Répression en Iran: la télévision d'Etat piratée pour diffuser des messages pro-manifestants et appeler à l'insurrection de la police

Si internet est toujours coupé en Iran, la répression, elle, s'intensifie pour faire taire le soulèvement en cours dans plusieurs villes de la République islamique. Mais des pirates ont réussi à s'en prendre à la télévision publique, qui a brièvement été interrompue pour diffuser des messages en faveur du soulèvement.
Repéré par l'Associated Press, ce piratage a permis de diffuser des messages de soutien au prince exilé du pays, Reza Pahlavi, fils du dernier chah d'Iran, mais également des vidéos montrant de supposés policiers ayant fait défection.
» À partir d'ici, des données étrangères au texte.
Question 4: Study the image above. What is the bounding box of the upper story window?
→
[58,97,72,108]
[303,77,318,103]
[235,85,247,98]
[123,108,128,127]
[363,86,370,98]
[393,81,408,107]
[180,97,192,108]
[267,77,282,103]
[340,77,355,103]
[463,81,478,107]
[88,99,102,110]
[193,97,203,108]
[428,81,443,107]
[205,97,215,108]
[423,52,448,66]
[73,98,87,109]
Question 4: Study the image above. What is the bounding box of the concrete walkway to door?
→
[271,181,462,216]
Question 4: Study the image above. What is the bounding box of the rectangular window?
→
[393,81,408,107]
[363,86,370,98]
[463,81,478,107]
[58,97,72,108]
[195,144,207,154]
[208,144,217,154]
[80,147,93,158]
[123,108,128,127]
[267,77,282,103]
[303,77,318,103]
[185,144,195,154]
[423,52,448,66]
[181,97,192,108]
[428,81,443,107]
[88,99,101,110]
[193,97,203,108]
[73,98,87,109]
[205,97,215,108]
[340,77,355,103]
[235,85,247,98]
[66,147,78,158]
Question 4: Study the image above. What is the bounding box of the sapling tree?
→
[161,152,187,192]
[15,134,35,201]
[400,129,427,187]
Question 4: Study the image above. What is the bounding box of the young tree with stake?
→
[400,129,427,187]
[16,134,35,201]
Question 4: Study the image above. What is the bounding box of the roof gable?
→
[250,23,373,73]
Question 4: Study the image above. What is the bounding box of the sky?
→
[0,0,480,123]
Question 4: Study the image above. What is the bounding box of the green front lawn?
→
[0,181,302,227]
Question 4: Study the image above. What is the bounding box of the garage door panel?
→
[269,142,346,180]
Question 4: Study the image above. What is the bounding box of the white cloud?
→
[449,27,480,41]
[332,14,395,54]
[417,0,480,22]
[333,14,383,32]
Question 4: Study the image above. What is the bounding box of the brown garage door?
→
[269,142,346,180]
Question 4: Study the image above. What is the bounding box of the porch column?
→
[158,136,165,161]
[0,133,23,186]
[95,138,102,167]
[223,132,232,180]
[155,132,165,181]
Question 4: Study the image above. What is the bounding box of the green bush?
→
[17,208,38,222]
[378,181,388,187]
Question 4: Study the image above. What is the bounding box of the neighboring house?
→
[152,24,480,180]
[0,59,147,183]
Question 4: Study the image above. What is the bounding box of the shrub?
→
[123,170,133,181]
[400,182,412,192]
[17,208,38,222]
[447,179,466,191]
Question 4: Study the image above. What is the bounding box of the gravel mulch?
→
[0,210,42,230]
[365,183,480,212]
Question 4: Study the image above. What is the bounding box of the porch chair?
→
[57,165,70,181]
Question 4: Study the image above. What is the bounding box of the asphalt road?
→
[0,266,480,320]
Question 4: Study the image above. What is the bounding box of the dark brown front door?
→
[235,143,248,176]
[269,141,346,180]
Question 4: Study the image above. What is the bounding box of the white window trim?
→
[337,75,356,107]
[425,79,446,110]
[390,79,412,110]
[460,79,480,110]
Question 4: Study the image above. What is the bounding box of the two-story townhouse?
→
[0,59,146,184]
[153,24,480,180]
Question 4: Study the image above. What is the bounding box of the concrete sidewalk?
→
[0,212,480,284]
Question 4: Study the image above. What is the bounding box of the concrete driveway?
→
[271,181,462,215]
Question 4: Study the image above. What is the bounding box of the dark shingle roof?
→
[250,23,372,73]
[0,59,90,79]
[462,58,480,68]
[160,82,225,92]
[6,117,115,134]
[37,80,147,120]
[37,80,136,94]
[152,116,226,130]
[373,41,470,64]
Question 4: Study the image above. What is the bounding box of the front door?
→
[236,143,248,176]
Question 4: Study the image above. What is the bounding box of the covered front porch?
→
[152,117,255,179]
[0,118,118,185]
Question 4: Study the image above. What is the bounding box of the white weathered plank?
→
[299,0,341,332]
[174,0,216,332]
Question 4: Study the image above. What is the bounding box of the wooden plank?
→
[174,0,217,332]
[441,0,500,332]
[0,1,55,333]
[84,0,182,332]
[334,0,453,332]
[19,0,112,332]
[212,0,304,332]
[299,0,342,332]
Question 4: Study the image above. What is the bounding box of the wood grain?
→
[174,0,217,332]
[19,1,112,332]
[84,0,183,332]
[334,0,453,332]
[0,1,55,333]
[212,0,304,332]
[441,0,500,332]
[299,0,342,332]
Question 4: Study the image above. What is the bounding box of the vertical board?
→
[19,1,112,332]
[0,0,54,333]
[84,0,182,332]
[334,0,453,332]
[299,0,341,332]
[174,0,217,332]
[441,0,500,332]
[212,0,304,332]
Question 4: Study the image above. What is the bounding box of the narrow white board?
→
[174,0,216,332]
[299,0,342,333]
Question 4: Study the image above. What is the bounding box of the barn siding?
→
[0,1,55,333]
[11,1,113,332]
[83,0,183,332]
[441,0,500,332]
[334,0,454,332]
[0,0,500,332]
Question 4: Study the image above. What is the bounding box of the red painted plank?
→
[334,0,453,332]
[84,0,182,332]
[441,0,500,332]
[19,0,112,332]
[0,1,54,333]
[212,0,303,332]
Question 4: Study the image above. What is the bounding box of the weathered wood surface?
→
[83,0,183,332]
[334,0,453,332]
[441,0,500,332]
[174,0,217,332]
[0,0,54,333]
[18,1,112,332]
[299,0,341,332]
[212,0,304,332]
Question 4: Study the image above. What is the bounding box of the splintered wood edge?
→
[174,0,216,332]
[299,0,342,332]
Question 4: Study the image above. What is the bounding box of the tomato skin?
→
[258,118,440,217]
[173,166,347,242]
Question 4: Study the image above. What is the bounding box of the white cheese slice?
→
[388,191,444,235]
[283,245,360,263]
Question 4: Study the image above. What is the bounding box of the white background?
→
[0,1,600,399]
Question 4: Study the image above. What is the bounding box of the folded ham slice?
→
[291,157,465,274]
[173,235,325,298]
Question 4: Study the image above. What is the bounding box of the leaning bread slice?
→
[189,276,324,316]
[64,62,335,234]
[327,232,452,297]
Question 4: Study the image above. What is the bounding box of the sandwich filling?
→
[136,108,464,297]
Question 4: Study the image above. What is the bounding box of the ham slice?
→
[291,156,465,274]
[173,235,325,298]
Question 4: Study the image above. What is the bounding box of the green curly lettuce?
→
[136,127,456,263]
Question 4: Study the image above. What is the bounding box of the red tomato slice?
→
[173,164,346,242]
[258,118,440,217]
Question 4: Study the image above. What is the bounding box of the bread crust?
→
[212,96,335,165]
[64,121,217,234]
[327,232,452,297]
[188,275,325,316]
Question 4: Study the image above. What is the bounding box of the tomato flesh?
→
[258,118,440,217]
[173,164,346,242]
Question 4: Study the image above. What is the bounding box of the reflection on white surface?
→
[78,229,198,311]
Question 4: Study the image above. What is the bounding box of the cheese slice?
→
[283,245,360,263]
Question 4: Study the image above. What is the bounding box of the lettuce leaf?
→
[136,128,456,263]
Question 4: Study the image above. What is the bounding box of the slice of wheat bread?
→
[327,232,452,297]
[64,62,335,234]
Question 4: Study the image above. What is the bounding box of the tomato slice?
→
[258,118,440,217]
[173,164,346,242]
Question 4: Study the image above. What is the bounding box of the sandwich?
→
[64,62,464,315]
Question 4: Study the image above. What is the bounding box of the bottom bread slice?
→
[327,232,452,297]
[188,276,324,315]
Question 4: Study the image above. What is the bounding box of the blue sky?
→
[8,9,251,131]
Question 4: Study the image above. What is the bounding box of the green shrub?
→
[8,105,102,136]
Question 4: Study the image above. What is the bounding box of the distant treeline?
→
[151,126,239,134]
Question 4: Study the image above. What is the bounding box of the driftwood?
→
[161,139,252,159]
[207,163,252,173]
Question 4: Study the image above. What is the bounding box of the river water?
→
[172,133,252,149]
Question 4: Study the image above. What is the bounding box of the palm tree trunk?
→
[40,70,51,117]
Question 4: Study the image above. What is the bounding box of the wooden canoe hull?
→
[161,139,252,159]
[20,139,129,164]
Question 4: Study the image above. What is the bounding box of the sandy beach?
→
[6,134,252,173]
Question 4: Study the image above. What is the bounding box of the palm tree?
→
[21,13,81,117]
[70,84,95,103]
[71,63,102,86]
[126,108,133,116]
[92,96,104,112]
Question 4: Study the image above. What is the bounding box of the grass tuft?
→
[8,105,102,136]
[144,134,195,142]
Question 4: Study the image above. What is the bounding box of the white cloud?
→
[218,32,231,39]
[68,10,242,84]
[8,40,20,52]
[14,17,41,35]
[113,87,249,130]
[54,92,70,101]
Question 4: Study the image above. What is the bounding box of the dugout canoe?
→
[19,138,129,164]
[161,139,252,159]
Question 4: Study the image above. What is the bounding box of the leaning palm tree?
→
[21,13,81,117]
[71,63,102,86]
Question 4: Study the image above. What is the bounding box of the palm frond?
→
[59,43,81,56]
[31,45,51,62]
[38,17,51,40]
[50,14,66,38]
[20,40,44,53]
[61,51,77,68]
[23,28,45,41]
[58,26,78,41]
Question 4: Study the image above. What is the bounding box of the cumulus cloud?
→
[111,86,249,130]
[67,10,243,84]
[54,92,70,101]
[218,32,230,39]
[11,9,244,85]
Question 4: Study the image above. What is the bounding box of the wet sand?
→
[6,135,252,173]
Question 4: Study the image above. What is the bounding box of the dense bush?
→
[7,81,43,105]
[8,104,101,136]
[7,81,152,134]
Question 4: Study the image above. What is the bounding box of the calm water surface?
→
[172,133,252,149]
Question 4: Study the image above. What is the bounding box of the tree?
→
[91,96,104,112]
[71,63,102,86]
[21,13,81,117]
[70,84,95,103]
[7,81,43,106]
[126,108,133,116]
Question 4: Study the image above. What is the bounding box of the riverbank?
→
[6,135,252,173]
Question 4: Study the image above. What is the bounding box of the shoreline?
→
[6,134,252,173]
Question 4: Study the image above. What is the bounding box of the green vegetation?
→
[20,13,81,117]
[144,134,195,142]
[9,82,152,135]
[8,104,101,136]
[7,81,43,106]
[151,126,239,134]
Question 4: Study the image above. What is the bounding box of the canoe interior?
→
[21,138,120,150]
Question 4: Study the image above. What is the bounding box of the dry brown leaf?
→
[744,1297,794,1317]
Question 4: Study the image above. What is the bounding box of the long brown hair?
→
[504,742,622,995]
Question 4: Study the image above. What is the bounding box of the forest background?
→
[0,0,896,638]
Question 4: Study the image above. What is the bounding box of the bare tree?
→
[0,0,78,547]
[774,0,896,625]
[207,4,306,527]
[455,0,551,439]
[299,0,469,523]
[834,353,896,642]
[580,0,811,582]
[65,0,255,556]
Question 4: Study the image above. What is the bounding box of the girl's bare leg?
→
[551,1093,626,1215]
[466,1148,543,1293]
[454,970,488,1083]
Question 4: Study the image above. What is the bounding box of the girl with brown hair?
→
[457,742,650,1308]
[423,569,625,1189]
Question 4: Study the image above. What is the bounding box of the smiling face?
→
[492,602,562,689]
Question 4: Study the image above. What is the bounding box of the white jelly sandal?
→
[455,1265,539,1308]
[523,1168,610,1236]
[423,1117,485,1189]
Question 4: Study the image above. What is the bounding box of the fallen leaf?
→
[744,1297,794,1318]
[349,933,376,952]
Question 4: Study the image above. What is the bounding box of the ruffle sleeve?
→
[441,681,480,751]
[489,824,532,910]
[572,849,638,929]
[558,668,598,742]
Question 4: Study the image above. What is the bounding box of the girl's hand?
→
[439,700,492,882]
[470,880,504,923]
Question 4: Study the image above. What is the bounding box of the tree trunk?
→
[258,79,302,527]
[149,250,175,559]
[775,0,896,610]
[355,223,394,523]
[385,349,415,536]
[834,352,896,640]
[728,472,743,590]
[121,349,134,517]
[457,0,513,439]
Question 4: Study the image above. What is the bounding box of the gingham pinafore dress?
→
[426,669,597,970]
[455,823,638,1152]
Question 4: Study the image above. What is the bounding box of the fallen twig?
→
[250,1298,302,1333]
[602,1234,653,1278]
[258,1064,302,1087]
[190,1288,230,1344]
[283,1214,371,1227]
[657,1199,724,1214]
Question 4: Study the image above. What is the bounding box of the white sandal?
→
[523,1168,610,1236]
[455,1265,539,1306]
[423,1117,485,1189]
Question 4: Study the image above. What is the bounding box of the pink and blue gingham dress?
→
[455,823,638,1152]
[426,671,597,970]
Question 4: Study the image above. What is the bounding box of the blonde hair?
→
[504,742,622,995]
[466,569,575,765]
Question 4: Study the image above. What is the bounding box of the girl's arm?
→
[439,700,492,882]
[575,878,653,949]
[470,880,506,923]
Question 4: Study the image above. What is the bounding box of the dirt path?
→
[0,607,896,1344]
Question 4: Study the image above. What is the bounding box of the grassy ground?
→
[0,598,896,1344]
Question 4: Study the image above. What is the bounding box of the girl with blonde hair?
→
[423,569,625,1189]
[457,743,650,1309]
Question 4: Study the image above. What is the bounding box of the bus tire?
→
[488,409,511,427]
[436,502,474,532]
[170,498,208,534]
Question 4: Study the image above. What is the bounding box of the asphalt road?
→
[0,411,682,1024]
Si aucune preuve n'est apportée, ils affirment que d'autres membres des autorités ont "déposé les armes et prêté un serment d'allégeance au peuple".
Une guerre informationnelle
Dans le bandeau affiché à l'écran, une inscription appelant "l'armée et les forces de sécurité" à "ne pas pointer les armes sur les gens" et à "rejoindre la nation pour la liberté de l'Iran".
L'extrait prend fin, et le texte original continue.